Most ways of wiring an AI model into your own shortcuts mean building raw API calls, juggling headers, and parsing JSON by hand. Grok AI Nano skips all of that. It’s a drop-in action that hands xAI’s Grok models a dictionary and returns a tidy result you can feed straight into the rest of your workflow.
How it works
Think of Nano as a replacement for the old “Ask ChatGPT” action, except it talks to Grok. You pass it a Dictionary with a text, image, or imageGen key, and it returns a response in the mode you asked for. Text comes back as a dictionary that also tracks token usage and cost; generated images and videos come back as the file itself.
Under the hood it leans on the text and vision models’ agentic tools: web_search for fresh information, x_search for real-time X posts, and code_interpreter for running Python on the fly.
What you’ll need
- Grok AI Chat: the companion shortcut that stores your key, defaults, and tool settings. Nano won’t run without it set up in API mode.
- An xAI API key: generate one at console.x.ai. It needs access to at least one text, image, or video model.
- iCloud Drive: where your settings and key actually live, handled through Grok AI Chat.
- An internet connection: every request goes out to xAI over Wi-Fi or cellular.
Adding it to your iPhone
- Install Grok AI Chat first and switch it to API mode.
- Tap Add Shortcut on this page to open Grok AI Nano in the Shortcuts app.

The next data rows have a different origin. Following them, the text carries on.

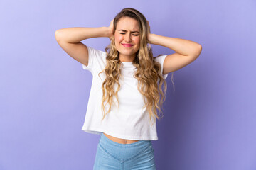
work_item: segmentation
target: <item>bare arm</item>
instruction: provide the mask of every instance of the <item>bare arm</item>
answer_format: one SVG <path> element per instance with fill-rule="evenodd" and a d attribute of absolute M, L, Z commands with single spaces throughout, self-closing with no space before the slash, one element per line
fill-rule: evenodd
<path fill-rule="evenodd" d="M 110 38 L 112 35 L 112 21 L 109 27 L 62 28 L 55 32 L 55 37 L 65 52 L 78 62 L 87 66 L 88 50 L 80 41 L 91 38 Z"/>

- When the import sheet appears, scroll to the bottom and tap Add Shortcut to confirm.
First-run setup
Before Nano can do anything useful, Grok AI Chat has to be configured. Open it, choose API mode, paste your key from console.x.ai, and pick the default models you want for text, image, and video. One thing worth knowing: the API charges for usage, so you’ll need a payment method on file in the xAI console before your first request goes through. Once Chat is holding your key and defaults, Nano reads them automatically and you never touch the key again.
Using it day-to-day
The pattern is always the same: build a Dictionary, run Nano with it as the input. For a question, add a text key with your prompt, then read the answer back with a Get Dictionary Value action set to response. Want the cost of that call? Pull usage.cost_in_usd from the same result.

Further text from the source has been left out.